Produire la vie, l’entretenir, l’accompagner jusqu’à ce qu’elle éclore demeure et reste une fonction exclusivement réservée à la femme. Organiser et gérer la famille, éduquer les enfants, compléter et fortifier le mari sont des responsabilités inhérentes à la femme. Voilà ce qui fait la grandeur de la femme. Derrière tout grand homme se cache une grande dame que si cette grandeur est pleinement vécue et savourée par elle. Elle y est très à l’aise tel le poisson en milieu marin. Tout autre rôle ne serait bénéfique que s’il est absolument indispensable et n’entrave en rien cette noble charge. Hélas ! Elle est illusionnée au point de sous-estimer son importance et de dédoubler sa personnalité : mi-femme, mi-homme plutôt ni femme ni homme. Son hybridité l’écartèle physiquement et psychiquement. 
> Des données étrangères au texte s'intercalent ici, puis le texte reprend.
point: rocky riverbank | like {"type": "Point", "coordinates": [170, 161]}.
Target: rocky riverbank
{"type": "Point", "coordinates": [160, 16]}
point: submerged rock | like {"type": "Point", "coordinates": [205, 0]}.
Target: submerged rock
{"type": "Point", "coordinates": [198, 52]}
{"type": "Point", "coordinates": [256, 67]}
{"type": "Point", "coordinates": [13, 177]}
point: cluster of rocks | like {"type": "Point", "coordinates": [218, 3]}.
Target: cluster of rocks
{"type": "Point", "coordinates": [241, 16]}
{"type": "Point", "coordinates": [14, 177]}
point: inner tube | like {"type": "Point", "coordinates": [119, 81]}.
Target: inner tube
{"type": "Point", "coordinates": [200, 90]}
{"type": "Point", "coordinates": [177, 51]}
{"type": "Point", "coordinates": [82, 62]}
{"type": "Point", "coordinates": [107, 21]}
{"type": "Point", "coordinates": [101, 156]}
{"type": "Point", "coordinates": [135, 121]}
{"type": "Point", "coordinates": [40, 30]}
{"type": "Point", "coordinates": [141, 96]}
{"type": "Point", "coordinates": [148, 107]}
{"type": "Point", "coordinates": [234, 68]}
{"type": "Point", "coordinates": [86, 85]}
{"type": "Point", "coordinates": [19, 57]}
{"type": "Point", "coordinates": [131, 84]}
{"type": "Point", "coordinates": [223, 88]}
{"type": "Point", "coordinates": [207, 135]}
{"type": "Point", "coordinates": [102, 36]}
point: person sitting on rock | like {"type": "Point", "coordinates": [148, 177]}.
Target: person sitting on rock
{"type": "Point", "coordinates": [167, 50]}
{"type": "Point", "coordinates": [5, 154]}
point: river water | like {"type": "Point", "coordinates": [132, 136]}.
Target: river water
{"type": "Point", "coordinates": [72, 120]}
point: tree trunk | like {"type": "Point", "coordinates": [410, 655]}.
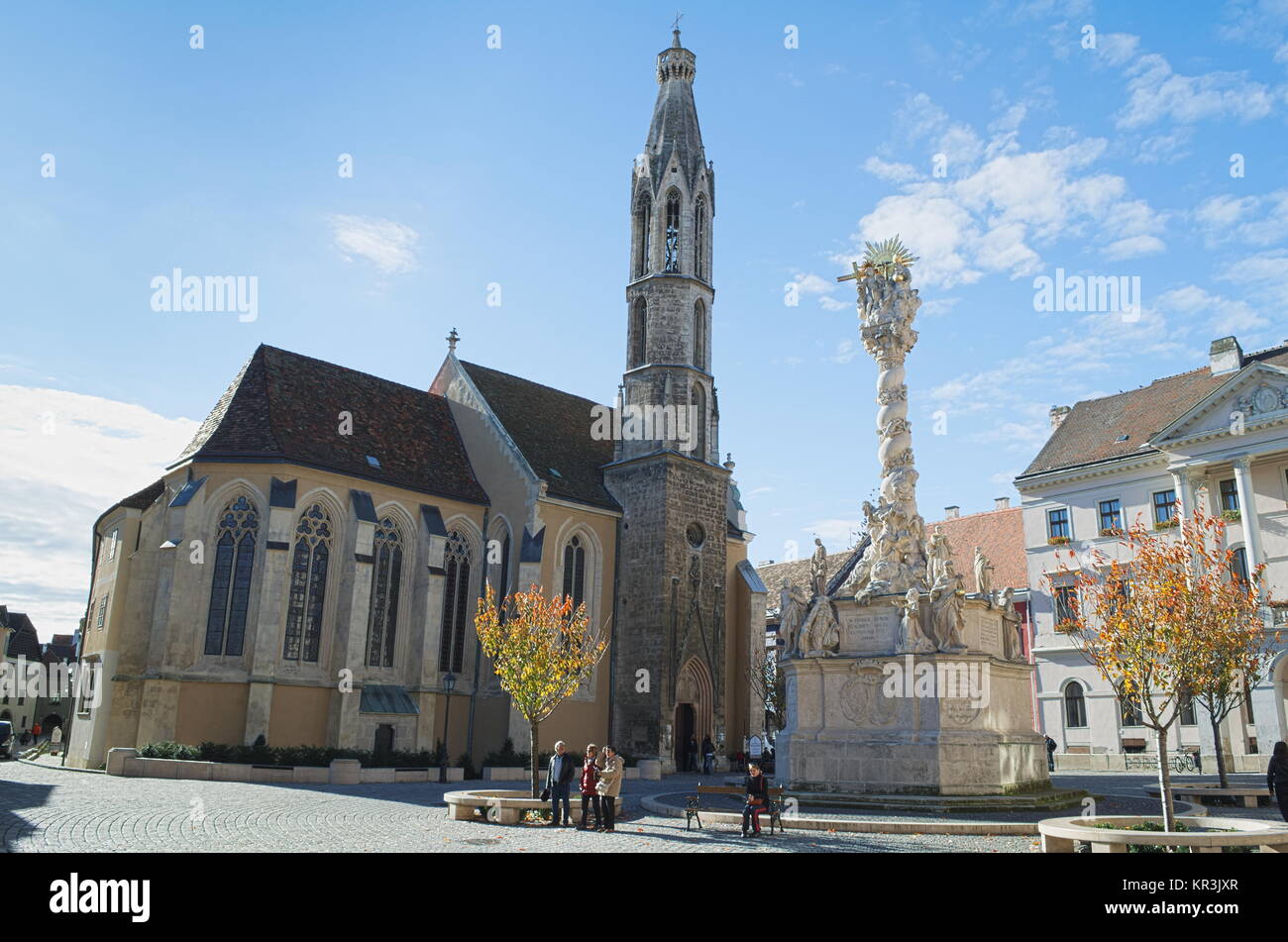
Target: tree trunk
{"type": "Point", "coordinates": [1164, 784]}
{"type": "Point", "coordinates": [1220, 753]}
{"type": "Point", "coordinates": [536, 764]}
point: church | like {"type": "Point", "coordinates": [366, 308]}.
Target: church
{"type": "Point", "coordinates": [308, 568]}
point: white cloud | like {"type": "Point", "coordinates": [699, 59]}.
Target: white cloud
{"type": "Point", "coordinates": [1157, 93]}
{"type": "Point", "coordinates": [64, 459]}
{"type": "Point", "coordinates": [999, 216]}
{"type": "Point", "coordinates": [890, 172]}
{"type": "Point", "coordinates": [386, 245]}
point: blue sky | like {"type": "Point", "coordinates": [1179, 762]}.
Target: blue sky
{"type": "Point", "coordinates": [476, 166]}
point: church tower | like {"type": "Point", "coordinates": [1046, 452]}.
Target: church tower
{"type": "Point", "coordinates": [674, 493]}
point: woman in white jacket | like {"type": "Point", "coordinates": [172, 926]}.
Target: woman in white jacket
{"type": "Point", "coordinates": [609, 785]}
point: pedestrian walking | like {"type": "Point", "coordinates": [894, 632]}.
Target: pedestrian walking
{"type": "Point", "coordinates": [559, 777]}
{"type": "Point", "coordinates": [609, 786]}
{"type": "Point", "coordinates": [758, 796]}
{"type": "Point", "coordinates": [589, 795]}
{"type": "Point", "coordinates": [1276, 777]}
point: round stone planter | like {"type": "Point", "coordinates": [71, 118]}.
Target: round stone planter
{"type": "Point", "coordinates": [1061, 834]}
{"type": "Point", "coordinates": [500, 805]}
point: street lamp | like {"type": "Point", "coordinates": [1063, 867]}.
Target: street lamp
{"type": "Point", "coordinates": [449, 686]}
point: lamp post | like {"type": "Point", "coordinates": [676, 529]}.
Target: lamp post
{"type": "Point", "coordinates": [449, 686]}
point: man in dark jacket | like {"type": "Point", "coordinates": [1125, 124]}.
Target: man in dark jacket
{"type": "Point", "coordinates": [559, 778]}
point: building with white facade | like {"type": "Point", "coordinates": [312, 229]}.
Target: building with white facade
{"type": "Point", "coordinates": [1216, 437]}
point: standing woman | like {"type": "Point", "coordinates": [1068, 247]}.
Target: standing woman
{"type": "Point", "coordinates": [609, 785]}
{"type": "Point", "coordinates": [589, 795]}
{"type": "Point", "coordinates": [1276, 777]}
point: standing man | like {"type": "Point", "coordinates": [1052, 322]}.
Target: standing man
{"type": "Point", "coordinates": [558, 782]}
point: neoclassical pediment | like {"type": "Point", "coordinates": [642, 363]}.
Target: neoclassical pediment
{"type": "Point", "coordinates": [1254, 396]}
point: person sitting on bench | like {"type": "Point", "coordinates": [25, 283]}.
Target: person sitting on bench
{"type": "Point", "coordinates": [758, 799]}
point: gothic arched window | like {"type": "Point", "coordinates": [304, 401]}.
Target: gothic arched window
{"type": "Point", "coordinates": [575, 572]}
{"type": "Point", "coordinates": [385, 584]}
{"type": "Point", "coordinates": [230, 593]}
{"type": "Point", "coordinates": [1074, 706]}
{"type": "Point", "coordinates": [699, 335]}
{"type": "Point", "coordinates": [639, 332]}
{"type": "Point", "coordinates": [699, 237]}
{"type": "Point", "coordinates": [673, 231]}
{"type": "Point", "coordinates": [308, 585]}
{"type": "Point", "coordinates": [698, 416]}
{"type": "Point", "coordinates": [456, 593]}
{"type": "Point", "coordinates": [643, 229]}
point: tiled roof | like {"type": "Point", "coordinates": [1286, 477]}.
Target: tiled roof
{"type": "Point", "coordinates": [1094, 430]}
{"type": "Point", "coordinates": [1000, 534]}
{"type": "Point", "coordinates": [797, 572]}
{"type": "Point", "coordinates": [286, 407]}
{"type": "Point", "coordinates": [552, 429]}
{"type": "Point", "coordinates": [24, 640]}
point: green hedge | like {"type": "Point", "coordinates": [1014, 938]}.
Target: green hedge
{"type": "Point", "coordinates": [265, 754]}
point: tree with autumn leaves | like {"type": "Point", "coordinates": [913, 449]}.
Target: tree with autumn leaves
{"type": "Point", "coordinates": [541, 650]}
{"type": "Point", "coordinates": [1172, 619]}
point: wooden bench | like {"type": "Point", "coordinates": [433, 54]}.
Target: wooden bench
{"type": "Point", "coordinates": [1248, 796]}
{"type": "Point", "coordinates": [694, 808]}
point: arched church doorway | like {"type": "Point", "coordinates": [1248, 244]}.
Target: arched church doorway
{"type": "Point", "coordinates": [684, 730]}
{"type": "Point", "coordinates": [695, 717]}
{"type": "Point", "coordinates": [384, 741]}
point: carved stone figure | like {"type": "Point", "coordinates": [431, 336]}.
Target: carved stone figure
{"type": "Point", "coordinates": [983, 576]}
{"type": "Point", "coordinates": [793, 603]}
{"type": "Point", "coordinates": [945, 610]}
{"type": "Point", "coordinates": [912, 640]}
{"type": "Point", "coordinates": [818, 568]}
{"type": "Point", "coordinates": [1012, 648]}
{"type": "Point", "coordinates": [820, 635]}
{"type": "Point", "coordinates": [938, 555]}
La femme est partagée entre le désir de rester femme et son ambition de se substituer à l’homme instigateur de cette situation. Cette commutation, impossible malgré toutes les tentatives de formatage psychologique et biologique par le biais d’idéologies galvanisantes, utopiques, impose à celle-ci des responsabilités de plus, des charges étouffantes, des comportements oppressifs voire même tyranniques. Sa féminitude est présentée comme un handicap, son noble rôle de maitresse de maison assimilé à l’esclavage. La journée du 8 mars dédiée à la femme vise à la stigmatiser afin de la pousser vers la rébellion par la subtilité de droits opposés à sa personnalité physique et psychologique. L’appât servi est la promotion de la femme en brandissant les concepts d’émancipation, d’égalité, de parité, de liberté etc.

Ces idées contribuent à sortir la femme de son milieu naturel et la détruire. La tyrannie des sociétés phallocentriques traditionnelles sont exploitées pour la basculer dans le phallocentrisme des civilisations modernes. En effet, l’organisation sociétale des communautés humaines a été toujours au préjudice de la femme. Un cadre qui n’a jamais permis à celle-ci de se valoriser, de s’épanouir. L’esprit patriarcal prédomine encore chez les hommes qui semblent incapables d’équité. La soif de liberté et de pouvoir , penchant naturel très dangereux pour le genre humain, est brandi comme moyen pour libérer la femme mais en réalité c’est pour pouvoir la maintenir éternellement à un état de moins que rien. Elle est réduite à un simple objet de consommation destiné à satisfaire la libido de l’homme. Cette finalité se caractérise aujourd’hui par une phallocratie d’une forme nouvelle pire que celle subie jadis par la gent féminine parce qu’elle l’a acceptée et la soutient avec une frivolité consciente et voulue, 

D’un travail de fourmi, ses manipulateurs incitent, encadrent, appuient, plébiscitent et encouragent à la libération de la femme à travers les organismes internationaux en imposant les conventions de droit de l’homme comme une loi universelle. Ainsi, elles donnent un sens galvaudé au vocable liberté. C’est disposer de son corps comme elle veut (nudité, fornication, adultère, prostitution, lesbianisme, bisexualité, transsexualité), C’est vadrouiller n’importe où et quand. C’est briser les tabous et encourager les contre-valeurs. Elle se résume à cette boutade de Jean Yanne : "C’est interdire d’interdire." Une telle conduite ne peut s’accompagner de protection totale. Cela ne mérite pas le nom de liberté, c’est de la débauche et de l’anarchie. La femme s’offre volontairement en otage à ces théories chimériques, incongrues et saugrenues avec naïveté. Cette quête de liberté est couronnée par le désir de s’émanciper de toute autorité. 

Elle ne se sent même pas emballer quand elle parle d’émancipation. Emanciper c’est "Affranchir (une personne) de la puissance (mancipium) que le chef de famille exerce sur elle" (dictionnaire le Grand Robert). Ou encore " Prendre des libertés, trop de licence dans sa conduite, rompre avec les contraintes morales et sociales." La finalité c’est la déchéance de l’autorité parentale, morale, la désintégration de la famille, la suppression du mariage, la valorisation d’un monde licencieux. Ceci dépeint le tableau social des pays occidentaux et ou occidentalisés.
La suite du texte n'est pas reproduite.